Our failure to expose abuse is in other words approval of the abuse. If one approves of abuse, then they reject the one who has endured the abuse. Rejection is the opposite of affiliation, and rejection causes the same parts of the brain to be engaged that would be engaged if one experienced physical pain. When we fail to believe or reject those who state they have been abused we are causing them great pain. This pain that is experienced is why we must be survivor friendly, particularly churches. A survivor friendly church does not cover up but exposes. A survivor friendly church has policies where a survivor can see efforts made to include them and make them feel safe. A church that becomes survivor friendly will have become a more comfortable church home to at least 20% of its membership and becomes more attractive to 20% of the population based on statistics.

We are social creatures and we crave acceptance and belonging. We also have a savior that is not unfamiliar with rejection and abuse. Think about this for a moment, God allowed man to physically abuse His Son so that man might be saved by His Son. While on the cross, Christ called out “My God, My God, why have you forsaken me?” as he took on the sin of the world.

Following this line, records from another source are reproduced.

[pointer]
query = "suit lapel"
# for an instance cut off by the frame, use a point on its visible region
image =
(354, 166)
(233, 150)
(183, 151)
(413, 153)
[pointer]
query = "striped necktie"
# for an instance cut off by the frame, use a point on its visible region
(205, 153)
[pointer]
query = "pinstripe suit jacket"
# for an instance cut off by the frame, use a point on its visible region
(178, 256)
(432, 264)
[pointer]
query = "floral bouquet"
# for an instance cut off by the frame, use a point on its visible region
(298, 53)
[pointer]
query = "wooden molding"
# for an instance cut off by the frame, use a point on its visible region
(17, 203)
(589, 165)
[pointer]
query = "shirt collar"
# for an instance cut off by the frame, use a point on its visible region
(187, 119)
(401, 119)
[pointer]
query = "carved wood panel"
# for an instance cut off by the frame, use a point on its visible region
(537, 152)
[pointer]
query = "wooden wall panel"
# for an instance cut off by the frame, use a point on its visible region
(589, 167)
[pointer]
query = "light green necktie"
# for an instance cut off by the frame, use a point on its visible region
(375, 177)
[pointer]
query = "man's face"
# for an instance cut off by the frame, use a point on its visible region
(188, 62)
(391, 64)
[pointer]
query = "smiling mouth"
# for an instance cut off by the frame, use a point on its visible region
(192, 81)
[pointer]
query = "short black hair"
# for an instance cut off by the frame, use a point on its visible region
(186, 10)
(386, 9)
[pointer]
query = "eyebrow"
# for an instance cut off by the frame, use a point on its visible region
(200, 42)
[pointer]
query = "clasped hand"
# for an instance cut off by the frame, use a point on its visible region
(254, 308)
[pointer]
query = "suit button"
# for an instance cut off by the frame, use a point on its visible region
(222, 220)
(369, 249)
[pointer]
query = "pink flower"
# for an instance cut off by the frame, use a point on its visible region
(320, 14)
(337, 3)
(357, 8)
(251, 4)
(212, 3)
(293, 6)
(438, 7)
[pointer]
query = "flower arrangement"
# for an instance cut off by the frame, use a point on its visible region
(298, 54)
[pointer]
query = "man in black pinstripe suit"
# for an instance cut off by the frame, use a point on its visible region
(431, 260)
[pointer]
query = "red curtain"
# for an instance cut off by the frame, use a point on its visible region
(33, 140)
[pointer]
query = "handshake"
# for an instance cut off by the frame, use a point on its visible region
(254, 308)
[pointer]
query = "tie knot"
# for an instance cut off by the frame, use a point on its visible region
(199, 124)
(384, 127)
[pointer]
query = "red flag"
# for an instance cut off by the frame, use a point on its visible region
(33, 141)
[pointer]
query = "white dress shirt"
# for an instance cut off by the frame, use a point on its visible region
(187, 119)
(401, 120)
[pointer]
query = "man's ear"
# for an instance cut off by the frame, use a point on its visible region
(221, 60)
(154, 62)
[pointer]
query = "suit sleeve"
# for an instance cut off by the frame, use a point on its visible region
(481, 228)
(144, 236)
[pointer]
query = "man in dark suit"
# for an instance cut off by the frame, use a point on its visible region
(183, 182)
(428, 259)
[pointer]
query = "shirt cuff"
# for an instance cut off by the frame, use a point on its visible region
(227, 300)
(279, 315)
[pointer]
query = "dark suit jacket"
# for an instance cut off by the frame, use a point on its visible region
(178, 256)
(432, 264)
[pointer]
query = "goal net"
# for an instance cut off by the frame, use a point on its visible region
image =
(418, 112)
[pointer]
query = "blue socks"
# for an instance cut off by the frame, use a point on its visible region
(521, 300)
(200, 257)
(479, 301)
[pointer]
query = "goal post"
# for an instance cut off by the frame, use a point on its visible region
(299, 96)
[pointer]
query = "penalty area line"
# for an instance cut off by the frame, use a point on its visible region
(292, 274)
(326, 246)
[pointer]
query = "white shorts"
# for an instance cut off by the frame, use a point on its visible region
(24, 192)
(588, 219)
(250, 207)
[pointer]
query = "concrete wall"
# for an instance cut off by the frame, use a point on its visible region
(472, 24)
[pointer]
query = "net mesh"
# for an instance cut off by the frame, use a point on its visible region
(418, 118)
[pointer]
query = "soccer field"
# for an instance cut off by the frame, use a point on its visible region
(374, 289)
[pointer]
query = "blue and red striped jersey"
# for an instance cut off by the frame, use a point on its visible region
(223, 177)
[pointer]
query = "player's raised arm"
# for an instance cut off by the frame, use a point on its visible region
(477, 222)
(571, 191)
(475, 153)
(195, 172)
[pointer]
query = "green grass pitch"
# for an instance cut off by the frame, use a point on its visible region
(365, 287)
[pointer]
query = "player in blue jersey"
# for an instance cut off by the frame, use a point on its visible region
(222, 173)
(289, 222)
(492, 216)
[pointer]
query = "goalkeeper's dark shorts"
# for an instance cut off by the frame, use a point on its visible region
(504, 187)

Sure, he felt physical pain of the nails and crown of thorns, but more text is given to his crying out to God as he felt rejection. God knows about abuse, he was there as his son was whipped and beaten. Jesus knows about rejection, he experienced it as he bore the sins of mankind on the cross.

The problem of abuse that we face is not unique to any particular group. Nobody is immune. Any way that a politician might possibly want to divide us will yield the same statistics. The statistics are stable across race, religion, region, and economics. Because of this fact we have an obligation to expose abuse when it occurs and provide a caring environment that endured the abuse. In doing so we eliminate the privilege that many hide behind and we become the good watchman as outlined in Ezekiel 33:2-6.